VILLAGE OF LIVERPOOL – On Tuesday, June 18 village voters chose to switch the annual village election from mid-June to early-November. The referendum had 209 voters approving the move while 137 opposed it, according to unofficial results released by the Onondaga County Board of Elections on election night.
At its April 15 meeting, the Village of Liverpool Board of Trustees – Mayor Stacy Finney and trustees Melissa Cassidy, Rachel Ciotti and Matt Devendorf – voted 3 to 1 to put a referendum on this year’s village election ballot in which voters could choose the annual election date.
Devendorf voted against it.
As a result of the referendum’s passage last week, next year’s village election will be aligned with the general election scheduled on the first Tuesday after the first Monday in November.

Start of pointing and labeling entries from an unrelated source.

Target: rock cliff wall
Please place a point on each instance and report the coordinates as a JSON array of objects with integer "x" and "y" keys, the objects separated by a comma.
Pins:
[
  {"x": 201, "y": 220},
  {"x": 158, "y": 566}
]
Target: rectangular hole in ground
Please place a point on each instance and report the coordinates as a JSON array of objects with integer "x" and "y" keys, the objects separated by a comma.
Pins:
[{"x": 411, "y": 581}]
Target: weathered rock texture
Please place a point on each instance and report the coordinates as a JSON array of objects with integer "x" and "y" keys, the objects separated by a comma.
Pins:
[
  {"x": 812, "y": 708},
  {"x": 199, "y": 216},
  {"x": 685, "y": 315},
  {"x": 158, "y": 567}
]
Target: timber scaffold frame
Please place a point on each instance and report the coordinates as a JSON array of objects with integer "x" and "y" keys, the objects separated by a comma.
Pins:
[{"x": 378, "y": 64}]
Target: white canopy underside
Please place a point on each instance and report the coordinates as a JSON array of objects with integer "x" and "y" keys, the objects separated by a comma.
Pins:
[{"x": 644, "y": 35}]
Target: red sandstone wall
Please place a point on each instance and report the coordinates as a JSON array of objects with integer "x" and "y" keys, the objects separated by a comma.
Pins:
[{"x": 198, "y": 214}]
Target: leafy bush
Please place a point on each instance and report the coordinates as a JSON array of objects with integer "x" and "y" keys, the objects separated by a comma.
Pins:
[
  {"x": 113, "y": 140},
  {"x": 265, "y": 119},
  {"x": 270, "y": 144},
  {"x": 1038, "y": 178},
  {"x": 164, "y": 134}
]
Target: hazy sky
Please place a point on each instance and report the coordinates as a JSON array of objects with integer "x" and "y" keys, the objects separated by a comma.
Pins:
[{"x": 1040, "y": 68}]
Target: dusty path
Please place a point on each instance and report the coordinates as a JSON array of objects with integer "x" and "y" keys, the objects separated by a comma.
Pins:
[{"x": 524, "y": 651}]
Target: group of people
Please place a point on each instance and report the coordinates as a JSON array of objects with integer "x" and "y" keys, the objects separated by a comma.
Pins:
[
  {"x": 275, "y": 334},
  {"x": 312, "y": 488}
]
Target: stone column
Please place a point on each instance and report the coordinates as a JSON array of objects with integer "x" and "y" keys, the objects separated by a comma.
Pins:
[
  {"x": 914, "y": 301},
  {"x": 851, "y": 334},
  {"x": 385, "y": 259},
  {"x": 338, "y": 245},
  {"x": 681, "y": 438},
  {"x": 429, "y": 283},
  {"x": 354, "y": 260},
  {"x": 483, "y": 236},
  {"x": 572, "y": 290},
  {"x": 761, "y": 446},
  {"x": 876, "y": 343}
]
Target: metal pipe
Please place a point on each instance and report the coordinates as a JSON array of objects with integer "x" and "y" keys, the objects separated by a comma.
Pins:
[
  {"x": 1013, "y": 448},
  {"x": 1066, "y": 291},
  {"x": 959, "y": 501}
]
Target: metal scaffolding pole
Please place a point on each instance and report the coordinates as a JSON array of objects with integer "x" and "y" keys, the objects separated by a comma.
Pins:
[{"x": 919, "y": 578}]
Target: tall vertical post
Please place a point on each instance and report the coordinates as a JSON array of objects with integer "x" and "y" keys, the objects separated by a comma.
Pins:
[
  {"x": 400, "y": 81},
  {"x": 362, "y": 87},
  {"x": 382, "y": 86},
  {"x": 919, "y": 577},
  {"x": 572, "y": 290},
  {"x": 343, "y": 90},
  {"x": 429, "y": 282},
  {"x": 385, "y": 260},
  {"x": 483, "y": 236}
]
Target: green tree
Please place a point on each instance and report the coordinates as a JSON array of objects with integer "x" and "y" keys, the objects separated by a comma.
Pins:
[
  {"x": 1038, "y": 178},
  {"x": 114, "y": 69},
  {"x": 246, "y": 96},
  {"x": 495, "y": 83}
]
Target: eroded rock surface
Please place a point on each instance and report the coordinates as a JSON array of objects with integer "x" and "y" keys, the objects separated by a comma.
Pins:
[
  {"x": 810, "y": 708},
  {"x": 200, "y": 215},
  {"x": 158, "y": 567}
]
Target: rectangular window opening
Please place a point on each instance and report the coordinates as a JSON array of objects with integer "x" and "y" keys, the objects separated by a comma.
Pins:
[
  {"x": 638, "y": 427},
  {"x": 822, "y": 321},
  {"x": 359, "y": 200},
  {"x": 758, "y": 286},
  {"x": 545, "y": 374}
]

Finney is expected to run for reelection in 2025, along with trustees Cassidy and Ciotti. Those three Democrats were first elected to office in the 2023 village election.
This year, two Republican trustees – Matt Devendorf and Michael LaMontagne – ran unopposed for reelection. So did Village Justice Anthony LaValle, also a Republican.
The board of elections said LaValle tallied 102 votes, while Devendorf drew 203 and LaMontagne 197. Nine write-in votes were cast for judge, and 88 write-in votes were cast for trustee.
The nearby villages of Baldwinsville and Fayetteville recently chose to switch their election dates from the spring to the fall.
So now seven of the county’s 15 villages have decided to conduct elections in November.
Baldwinsville, Fayetteville and Liverpool join four other villages which have moved their elections to November, Solvay, East Syracuse, Tully and Elbridge.